The first telephone connection with Sicily was installed only in the 1960s. In the same decade an electric power station was built.
In 1972, part of the western side of the island became a United States Coast Guard LORAN-C transmitter station. In 1979, Lt. Kay Hartzell took command of the Coast Guard base, becoming "the first female commanding officer of an isolated duty station".
The 1980s, and especially 1985–1986, saw an increase in tensions and the area around the island was the scene of multiple attacks.

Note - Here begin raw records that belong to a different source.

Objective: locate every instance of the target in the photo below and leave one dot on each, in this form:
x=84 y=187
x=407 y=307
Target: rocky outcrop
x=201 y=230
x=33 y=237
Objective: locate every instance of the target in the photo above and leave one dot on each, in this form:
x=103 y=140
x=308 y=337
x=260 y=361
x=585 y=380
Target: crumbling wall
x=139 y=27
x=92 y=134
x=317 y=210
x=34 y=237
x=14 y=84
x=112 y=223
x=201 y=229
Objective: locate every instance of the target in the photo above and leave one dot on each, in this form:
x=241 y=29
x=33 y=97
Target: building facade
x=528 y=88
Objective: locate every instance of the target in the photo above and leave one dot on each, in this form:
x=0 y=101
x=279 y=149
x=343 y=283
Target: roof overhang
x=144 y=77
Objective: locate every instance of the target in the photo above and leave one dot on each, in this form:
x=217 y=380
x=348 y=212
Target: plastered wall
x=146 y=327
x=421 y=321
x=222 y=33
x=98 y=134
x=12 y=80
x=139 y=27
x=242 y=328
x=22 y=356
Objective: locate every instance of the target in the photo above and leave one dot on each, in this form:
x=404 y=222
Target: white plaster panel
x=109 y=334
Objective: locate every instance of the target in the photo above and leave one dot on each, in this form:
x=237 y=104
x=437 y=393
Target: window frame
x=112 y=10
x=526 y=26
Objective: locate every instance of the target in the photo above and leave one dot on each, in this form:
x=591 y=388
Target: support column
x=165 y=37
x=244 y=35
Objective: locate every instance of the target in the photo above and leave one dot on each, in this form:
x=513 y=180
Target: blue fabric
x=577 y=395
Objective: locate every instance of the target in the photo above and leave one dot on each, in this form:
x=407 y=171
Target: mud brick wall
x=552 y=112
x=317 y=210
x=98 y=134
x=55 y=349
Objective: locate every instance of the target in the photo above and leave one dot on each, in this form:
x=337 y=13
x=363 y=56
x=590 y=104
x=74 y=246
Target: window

On 15 April 1986, Libya fired two Scuds at the Lampedusa navigation station, in retaliation for the American bombing of Tripoli and Benghazi, and the alleged death of Colonel Gaddafi's adopted daughter. However, the missiles passed over the island, landed in the sea, and caused no damage.
On 4 January 1989, U.S. Navy aircraft from the carrier USS John F. Kennedy shot down two Libyan fighters approximately from the island.
The NATO base was decommissioned in 1994 and transferred to Italian military control.